Because of the COVID-19 public health emergency (PHE), instructional formats such as class size, setting, and daily schedules will likely look different than in past years. Consider the risks and benefits of these different instructional formats. For example, in-person instruction may offer easier access to school services, improved educational efficacy, more opportunities for social interaction and return to work for some parents and caregivers, but it also has a higher risk of COVID-19 exposure for your child than virtual instruction. Families will differ in their choice of instructional formats based on whether the student or members of the household are at increased risk of severe illness, the student’s academic needs, the level of COVID-19 spread in the community, available school transportation options, school ability to execute recommended guidelines, the student’s social-emotional wellbeing, comfort and familiarity with the school’s reopening plans, and the family’s situation and needs.

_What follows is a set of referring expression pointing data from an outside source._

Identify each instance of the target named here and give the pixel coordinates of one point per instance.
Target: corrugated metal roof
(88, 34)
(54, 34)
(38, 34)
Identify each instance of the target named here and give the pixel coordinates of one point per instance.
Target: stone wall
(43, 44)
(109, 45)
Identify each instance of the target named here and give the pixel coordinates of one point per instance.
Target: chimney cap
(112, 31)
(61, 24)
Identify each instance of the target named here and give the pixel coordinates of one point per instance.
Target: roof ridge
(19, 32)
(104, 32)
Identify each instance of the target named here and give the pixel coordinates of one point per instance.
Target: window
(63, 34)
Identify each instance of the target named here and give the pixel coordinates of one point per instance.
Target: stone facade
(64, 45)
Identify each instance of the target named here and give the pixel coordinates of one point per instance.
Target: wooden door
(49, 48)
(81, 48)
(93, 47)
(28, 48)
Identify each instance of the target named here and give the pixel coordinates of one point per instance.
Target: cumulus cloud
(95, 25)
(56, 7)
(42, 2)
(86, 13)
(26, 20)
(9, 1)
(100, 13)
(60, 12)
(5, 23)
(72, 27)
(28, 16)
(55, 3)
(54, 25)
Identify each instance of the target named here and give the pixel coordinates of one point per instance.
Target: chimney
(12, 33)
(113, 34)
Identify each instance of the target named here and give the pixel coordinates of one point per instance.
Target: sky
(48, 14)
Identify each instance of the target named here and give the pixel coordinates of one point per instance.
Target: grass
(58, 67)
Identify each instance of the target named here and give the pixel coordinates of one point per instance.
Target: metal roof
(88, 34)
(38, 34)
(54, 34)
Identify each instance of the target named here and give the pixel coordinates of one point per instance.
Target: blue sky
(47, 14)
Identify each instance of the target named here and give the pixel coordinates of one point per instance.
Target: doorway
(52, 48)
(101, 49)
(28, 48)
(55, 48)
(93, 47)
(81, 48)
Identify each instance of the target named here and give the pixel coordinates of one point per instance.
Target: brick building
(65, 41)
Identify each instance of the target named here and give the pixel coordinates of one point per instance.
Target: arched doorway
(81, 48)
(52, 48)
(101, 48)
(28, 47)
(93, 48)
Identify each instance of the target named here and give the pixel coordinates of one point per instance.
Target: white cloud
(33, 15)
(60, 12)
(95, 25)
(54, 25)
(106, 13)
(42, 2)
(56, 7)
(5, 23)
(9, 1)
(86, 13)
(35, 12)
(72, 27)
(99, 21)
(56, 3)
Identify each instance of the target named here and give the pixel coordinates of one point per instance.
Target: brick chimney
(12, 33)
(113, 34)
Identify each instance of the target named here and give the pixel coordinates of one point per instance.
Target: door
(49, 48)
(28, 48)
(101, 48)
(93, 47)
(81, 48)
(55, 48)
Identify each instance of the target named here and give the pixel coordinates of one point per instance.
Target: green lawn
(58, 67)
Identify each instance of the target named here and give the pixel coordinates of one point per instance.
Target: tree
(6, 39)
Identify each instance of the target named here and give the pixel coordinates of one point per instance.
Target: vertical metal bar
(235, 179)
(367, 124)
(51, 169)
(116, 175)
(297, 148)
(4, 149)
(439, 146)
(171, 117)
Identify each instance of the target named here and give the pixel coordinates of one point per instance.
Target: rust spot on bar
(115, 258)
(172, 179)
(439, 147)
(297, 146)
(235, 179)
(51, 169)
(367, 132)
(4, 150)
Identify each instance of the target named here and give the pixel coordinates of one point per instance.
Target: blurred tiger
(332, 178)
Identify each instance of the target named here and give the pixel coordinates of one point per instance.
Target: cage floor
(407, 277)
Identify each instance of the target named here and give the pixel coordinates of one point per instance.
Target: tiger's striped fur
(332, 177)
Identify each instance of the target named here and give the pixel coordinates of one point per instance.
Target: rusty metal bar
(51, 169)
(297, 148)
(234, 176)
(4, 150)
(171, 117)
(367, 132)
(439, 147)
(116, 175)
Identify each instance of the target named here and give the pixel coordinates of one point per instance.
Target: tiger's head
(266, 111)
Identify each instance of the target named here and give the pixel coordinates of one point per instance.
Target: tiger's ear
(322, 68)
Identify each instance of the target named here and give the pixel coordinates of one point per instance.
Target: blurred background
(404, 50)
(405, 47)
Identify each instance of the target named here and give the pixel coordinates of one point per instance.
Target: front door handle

As you are making decisions about your child(ren) returning to school, it is important to consider the full spectrum of risks involved in both in-person and virtual learning options. Parents, guardians, and caregivers should weigh the relative health risks of COVID-19 transmission from in-personal instruction against the educational, social-behavioral, and emotional risks of providing no in-person instruction when deciding between these two options. Aside from a child’s home, no other setting has more influence on a child’s health and well-being than the school. The in-person school environment not only provides educational instruction, but supports a child’s social and emotional skills, safety, speech, mental health, reliable nutrition, and opportunities for physical activity. This tool is designed to help weigh the risks and benefits of available educational options to help you make decisions about sending your child back to school.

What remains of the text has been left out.